PEP 289: universal and existential operators

Jeremy Fincher tweedgeezer at hotmail.com
Wed Nov 5 09:46:00 EST 2003


austin at smartobject.biz (Jess Austin) wrote in message news:<b3ad1da7.0311050138.433f3478 at posting.google.com>...
> This is great.  I'd like to request that alltrue() and anytrue() be
> renamed forall() and exists(), repsectively.

While these are the mathematical names, I've almost always seen them
named "all" and "any" in the various (mostly functional) programming
languages I've seen them in.

Exists() also has the problem that to less mathematically-minded
people (or Perl programmers :)) it isn't exactly clear what it's
checking for.  Certainly, one would expect a generator expressions
like "x%y for y in xrange(2, math.sqrt(x))" to "exist," since we can
see it in the code and look at it with our own eyes.

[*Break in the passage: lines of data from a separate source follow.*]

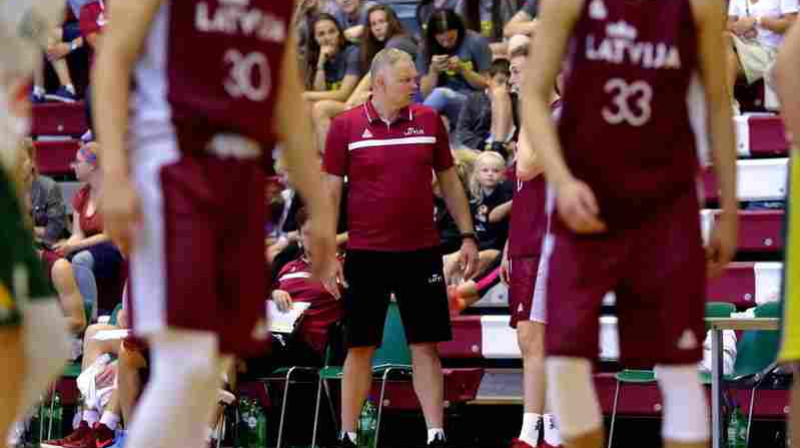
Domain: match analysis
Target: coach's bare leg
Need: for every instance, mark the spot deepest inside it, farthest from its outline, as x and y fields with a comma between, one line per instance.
x=12, y=369
x=530, y=336
x=356, y=382
x=429, y=382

I think these names also read somewhat more clearly:

# Check if someone is yelling:
if all(str.isupper, line.split()):
  print "Must be a flamewar."

and:

# Check if someone yelled at all:
if any(str.isupper, line.split()):
  print "Someone yelled."

I believe both these examples are more easily readable with "all" and
"any" than they would be with "forall" and "exists."